Molly, Lara, Isobel and I have gone out for breakfast quite a few times now, gossiping and complaining about the immaterial things that bother us about our significant others. We've shared some tips and tricks over what to do in the bedroom, and even though Maya and I are still on a freeze out in that department, I have a list of things I want to try on her when the time comes. Molly also finally swallowed her pride and came for a consultation. She opted to try natural ways to boost her fertility before thinking of going to see a specialist.

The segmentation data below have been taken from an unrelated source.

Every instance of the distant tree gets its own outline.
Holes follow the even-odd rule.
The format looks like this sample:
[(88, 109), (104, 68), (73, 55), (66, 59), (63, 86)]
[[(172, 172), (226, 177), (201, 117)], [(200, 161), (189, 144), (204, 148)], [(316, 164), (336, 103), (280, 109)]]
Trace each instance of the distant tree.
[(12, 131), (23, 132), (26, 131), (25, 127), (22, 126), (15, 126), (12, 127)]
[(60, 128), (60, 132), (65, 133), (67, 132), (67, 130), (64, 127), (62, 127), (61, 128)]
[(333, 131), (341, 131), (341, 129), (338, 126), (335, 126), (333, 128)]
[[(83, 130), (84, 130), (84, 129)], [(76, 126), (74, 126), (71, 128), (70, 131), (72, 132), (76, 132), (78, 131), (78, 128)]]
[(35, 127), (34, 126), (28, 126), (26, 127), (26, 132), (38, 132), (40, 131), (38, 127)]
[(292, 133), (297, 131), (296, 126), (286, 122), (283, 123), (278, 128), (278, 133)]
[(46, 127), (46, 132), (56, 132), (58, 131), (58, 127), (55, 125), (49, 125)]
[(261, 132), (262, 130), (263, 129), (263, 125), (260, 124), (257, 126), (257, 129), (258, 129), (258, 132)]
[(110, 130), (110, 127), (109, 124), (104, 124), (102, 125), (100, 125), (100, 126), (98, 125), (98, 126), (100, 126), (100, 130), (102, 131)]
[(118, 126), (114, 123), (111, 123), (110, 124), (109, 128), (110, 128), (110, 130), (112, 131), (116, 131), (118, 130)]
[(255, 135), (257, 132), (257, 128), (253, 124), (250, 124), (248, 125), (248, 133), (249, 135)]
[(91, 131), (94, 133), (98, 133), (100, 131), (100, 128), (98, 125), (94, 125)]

Both Becketts are now on my very strict fertility diet, which is partly why we've been having breakfast together most days. They did however refuse to only have sex in her window of opportunity and our little group has been getting a play-by-play of every position they've found and tested. It was adorable to watch the enjoyment on her face while trying to expand their family, which is a vast contrast of the stress and disappointment I felt after every negative test myself. After our first try, Maya stopped enjoying the prospect of building a family and by our last try, it felt like my dream had become a chore for her.

I loved my new group of friends, but I still get moments where I will feel immensely jealous whenever Molly brings up trying for a baby, or Lara talks about her kids. I'm even jealous of Dr. Handsy and Jack's very hot and active sex life. Come posso essere geloso dell'ex di mia moglie? (How can I be jealous of my wife's ex?) Especially since I started feeling like less of a priority in Maya's life after this huge secret took up so much of her time. I missed my wife. The person she's become since I made the dumbest mistake, by almost giving up on her. I was so convinced that I had lost that part of her again when I confronted her, and she opened my eyes to just how much she's been keeping bottled up.